The system of interest is simulated at high resolution, e.g. using Molecular Dynamics with all-atom (AA) force field. Such simulation results in AA trajectory which is supposed to sample the atomistic system well enough. This simulation can be performed by any suitable external molecular dynamics (or Monte Carlo) software.

A coarse-grained (CG) trajectory is generated from the atomistic trajectory obtaned during the first stage. This is performed by utility [cgtraj]cgtraj which is a part of MagiC. It converts AA-trajectory into CG-trajectory, using a user provided mapping scheme which states the correspondence between atomistic and CG representations for every molecular type. This stage results in the coarse-grained trajectory and mass/charge properties of CG-beads stored in molecular description files (.CG.mmol).

Structural reference distribution functions are calculated by the utility [rdf]rdf.py. Since every distribution function will correspond to an effective potential, at this stage we define all interactions in the CG-model. This includes bead types assignment, definition of pairwise and angle-bending bonds. Based on the bond connectivity, the list of sites excluded from non-bonded interactions is generated. As the result of this stage user gets RDFs containing file ([RDFnPOT]*.rdf), CG molecular topologies ([MCM]*.mcm) and exclusion definitions ([exclusions.dat]exclusion.dat)

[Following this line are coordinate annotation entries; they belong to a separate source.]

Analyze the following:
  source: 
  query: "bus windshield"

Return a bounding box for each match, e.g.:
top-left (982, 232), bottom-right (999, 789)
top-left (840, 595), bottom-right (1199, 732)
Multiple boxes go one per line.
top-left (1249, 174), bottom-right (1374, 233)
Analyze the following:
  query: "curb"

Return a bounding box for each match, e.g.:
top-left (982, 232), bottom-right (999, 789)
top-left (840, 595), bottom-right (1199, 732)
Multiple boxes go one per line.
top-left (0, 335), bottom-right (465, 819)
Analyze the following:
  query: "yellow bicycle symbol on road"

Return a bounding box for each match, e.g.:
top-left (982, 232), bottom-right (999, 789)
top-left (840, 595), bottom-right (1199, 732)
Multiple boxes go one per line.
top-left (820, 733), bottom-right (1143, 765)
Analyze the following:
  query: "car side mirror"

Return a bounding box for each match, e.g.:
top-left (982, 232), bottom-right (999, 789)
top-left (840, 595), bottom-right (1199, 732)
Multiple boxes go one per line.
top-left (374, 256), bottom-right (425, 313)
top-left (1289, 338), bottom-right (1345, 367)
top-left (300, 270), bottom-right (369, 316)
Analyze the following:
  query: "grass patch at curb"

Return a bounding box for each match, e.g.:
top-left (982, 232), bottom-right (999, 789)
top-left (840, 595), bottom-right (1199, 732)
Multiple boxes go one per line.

The inverse problem is solved by the Inverse Monte Carlo or Iterative Boltzmann Inversion methods. This is the key stage, which is done by a core of the package which is called [magic]magic core. During this stage, effective potentials between CG sites are iteratively refined to fit the reference RDFs. An extended log-file reports details of every IMC/IBI iteration.

Model analysis by the set of post-processing tools [MagicTools]MagicTools.

It allows to plot the convergence rate, effective potentials from each iteration, potential corrections at each iteration, intermediate RDFs, etc.

Once the effective potentials reproducing the reference RDFs with required precision are obtained, they can be exported by MagicTools to an external MD software and used for further simulations of the large scale CG system. At present it supports GROMACS, LAMMPS and GALAMOST, however, extensions to other MD simulation software accepting tabulated potentials can be made easily and smoothly.

Since MagiC is implemented as a set of separate programs, it is possible to perform different tasks at different locations, for example run the most time-consuming part of the calculations, inversion of RDFs (stage 4), on a high performance cluster, and perform analysis on a local desktop computer.